Silence. Complete silence.
The forest had gone quiet.
No crickets. No wind. No rustling. Just… nothing.
Like everything out there was holding its breath. Waiting.
My heart hammered. This was stupid. I was being paranoid. There was nothing—
The sound of claws on wood. Slow. Deliberate. Something walking across my porch.
I froze. Barely breathing.
The footsteps stopped. Right outside my bedroom window.
I couldn’t see anything. Curtains drawn. Lights off. Just darkness and the knowledge that something was out there.
Watching.
Minutes passed. Hours. I lost track of time. Eventually the sounds faded. The forest came alive again. Normal nighttime noise.
But I didn’t sleep.
Couldn’t sleep.
Because at 3 AM, I opened my eyes to find a massive wolf sitting at the foot of my bed.
Bigger than any wolf should be. Amber eyes glowing in the darkness. Perfectly still. Just… watching me.
I couldn’t move. Couldn’t scream. Frozen in primal terror.

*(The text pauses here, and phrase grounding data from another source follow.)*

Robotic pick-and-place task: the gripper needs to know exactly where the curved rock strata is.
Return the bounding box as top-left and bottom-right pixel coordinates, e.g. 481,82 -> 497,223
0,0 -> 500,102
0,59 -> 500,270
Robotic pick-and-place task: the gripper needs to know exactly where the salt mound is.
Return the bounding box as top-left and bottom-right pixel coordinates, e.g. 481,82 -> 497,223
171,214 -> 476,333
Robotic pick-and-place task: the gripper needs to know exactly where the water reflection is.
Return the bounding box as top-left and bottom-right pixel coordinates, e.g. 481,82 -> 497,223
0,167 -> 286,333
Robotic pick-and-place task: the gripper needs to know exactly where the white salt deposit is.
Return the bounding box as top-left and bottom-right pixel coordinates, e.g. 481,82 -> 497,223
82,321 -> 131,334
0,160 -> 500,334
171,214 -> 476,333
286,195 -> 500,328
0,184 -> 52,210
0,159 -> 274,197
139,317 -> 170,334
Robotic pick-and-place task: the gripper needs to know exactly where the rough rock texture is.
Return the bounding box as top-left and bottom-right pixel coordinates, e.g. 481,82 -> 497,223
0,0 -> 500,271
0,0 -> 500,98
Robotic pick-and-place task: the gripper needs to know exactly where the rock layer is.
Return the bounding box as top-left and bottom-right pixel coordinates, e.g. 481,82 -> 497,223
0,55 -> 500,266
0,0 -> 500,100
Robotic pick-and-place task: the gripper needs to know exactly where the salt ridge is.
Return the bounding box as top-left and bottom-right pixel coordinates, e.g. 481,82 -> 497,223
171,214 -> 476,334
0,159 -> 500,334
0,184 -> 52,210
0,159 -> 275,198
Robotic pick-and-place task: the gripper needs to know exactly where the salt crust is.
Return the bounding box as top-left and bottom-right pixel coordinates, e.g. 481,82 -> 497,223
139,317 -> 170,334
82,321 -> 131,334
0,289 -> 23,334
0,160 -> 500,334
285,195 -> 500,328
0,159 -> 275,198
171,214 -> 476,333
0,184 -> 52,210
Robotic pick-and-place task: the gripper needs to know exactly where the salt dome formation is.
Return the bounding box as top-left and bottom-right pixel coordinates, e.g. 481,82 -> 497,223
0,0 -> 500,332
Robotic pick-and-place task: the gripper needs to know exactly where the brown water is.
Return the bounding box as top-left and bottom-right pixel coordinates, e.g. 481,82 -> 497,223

We stared at each other. Woman and wolf. Predator and prey.
Then I blinked.
And it was gone.
Like it had never been there.
I turned on every light in the cottage. Checked every room. Every closet. Every corner.
Nothing. No wolf. No signs of entry. No evidence it had been real.
Except the scent. Wild and earthy. Pine and musk and something ancient.
The smell of a wolf that had been in my bedroom.
I sat on the couch until dawn. Lights blazing. Kitchen knife in my lap like it could protect me from whatever was hunting me.
When morning came, I found four new claw marks across my right shoulder.
Deeper than before.
And under my fingernails—more blood.
Fresh. Dark. Not mine.
Something was very, very wrong.
And I was running out of time to figure out what.